Law and Fair Work in China by Sean Cooney Sarah Biddulph Ying Zhu

Law and Fair Work in China by Sean Cooney Sarah Biddulph Ying Zhu

Author:Sean Cooney, Sarah Biddulph, Ying Zhu [Sean Cooney, Sarah Biddulph, Ying Zhu]
Language: eng
Format: epub
Tags: Social Science, Ethnic Studies, General
ISBN: 9780415674072
Google: 65xanNEYPk8C
Publisher: Routledge
Published: 2013-01-15T05:46:19+00:00


The scope of the Labour Contract Law

While clearly not a definitive answer to the gaps and enforcement problems left over from the Labour Law, the Labour Contract Law clearly improves the regulatory framework for work in China and, by means of its formalization measures, seeks to ensure that the terms and conditions of millions of individual workers are readily identifiable and accessible, not only for the parties to labour relationships but also for enforcement agencies.

Nonetheless, the Law reproduces the conceptual frame set out in the Labour Law. Like that Law, it avoids the Chinese terminology of ‘employment’ (although these terms are universally deployed in English translations), continuing instead to refer to ‘work units’ (用人单位) and ‘persons engaged in labour’ (劳动者). As we discussed in Chapter 4, this means that persons such as agricultural workers, students, home workers and independent contractors continue to be excluded.9 One exclusion is, however, addressed. This concerns the position where a work unit is not validly registered and thus is unlawful. As we have seen, where workers are engaged by individuals, the standards in the Labour Law and the provision of the Labour Contract Law cannot apply, since individuals are not ‘work units’.

One obvious solution to this problem is to enable a labour contract to be concluded with an individual; the Labour Contract Law eschews this, presumably because it would radically alter the conceptual framework underlying Chinese Labour Law.
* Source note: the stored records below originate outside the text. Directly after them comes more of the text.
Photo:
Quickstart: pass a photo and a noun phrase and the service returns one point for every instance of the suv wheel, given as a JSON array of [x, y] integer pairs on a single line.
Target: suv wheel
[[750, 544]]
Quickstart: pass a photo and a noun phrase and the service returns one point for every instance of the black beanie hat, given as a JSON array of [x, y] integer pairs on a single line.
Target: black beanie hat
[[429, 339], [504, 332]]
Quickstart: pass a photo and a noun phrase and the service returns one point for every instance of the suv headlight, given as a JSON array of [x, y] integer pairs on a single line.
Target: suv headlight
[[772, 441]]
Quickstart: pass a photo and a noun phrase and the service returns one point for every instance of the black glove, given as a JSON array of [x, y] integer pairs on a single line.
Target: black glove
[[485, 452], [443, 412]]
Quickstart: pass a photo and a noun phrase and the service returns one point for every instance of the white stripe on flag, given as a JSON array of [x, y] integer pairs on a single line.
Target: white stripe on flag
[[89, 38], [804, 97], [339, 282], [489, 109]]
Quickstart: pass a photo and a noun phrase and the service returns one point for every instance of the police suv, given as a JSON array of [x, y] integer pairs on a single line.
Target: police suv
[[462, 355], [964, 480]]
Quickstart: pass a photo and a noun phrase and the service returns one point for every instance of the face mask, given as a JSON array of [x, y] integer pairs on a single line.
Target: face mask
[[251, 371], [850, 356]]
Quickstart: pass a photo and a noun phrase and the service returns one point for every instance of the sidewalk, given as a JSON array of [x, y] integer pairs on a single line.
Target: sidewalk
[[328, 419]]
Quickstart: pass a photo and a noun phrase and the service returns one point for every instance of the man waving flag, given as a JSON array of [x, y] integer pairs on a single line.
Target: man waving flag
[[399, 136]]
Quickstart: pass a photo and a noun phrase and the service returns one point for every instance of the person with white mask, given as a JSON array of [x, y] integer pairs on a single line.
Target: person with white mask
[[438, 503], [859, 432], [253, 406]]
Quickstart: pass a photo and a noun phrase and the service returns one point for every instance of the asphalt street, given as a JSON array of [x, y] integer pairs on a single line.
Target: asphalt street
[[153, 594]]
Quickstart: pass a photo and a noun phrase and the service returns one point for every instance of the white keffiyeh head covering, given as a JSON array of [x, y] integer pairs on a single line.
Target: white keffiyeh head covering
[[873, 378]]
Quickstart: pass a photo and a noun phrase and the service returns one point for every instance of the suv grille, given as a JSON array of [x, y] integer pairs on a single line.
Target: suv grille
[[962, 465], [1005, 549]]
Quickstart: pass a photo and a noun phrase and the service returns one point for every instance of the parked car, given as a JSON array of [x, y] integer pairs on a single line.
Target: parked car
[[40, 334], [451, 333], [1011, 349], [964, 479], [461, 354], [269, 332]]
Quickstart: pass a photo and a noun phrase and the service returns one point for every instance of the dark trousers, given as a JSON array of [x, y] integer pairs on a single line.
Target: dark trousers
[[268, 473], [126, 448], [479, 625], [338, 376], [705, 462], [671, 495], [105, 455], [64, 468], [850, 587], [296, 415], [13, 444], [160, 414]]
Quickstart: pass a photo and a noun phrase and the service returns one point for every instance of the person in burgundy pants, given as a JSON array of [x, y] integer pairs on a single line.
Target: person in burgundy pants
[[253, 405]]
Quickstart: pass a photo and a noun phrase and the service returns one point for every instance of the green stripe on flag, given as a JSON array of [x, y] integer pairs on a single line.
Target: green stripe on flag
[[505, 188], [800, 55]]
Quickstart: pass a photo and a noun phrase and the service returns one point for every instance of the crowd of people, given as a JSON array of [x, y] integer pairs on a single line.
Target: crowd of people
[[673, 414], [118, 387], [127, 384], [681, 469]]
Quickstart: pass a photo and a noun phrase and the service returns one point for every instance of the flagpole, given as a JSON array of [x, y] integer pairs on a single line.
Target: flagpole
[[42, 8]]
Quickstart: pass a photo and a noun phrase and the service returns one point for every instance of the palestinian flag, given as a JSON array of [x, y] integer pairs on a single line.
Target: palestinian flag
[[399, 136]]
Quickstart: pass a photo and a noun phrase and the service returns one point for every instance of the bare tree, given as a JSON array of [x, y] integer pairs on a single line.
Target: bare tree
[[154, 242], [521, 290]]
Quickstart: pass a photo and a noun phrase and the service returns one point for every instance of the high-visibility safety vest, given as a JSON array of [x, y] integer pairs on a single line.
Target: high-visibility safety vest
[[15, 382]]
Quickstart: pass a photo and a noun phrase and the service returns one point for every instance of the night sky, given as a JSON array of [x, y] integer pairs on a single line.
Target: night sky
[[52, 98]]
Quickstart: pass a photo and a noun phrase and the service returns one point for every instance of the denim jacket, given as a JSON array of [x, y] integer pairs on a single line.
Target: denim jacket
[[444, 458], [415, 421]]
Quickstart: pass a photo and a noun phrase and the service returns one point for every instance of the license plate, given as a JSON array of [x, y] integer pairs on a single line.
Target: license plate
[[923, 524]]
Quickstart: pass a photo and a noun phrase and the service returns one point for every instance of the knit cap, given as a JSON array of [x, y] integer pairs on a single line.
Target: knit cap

It adopts instead a second best, but ingenious, solution, which first appeared in the provincial wage regulations developed during the Wages Campaign discussed in Chapter 5. That is, if a worker has performed services for an unlawful entity, the entity or the individuals who have contributed capital to it must pay outstanding remuneration and economic compensation to the worker for loss caused (article 93).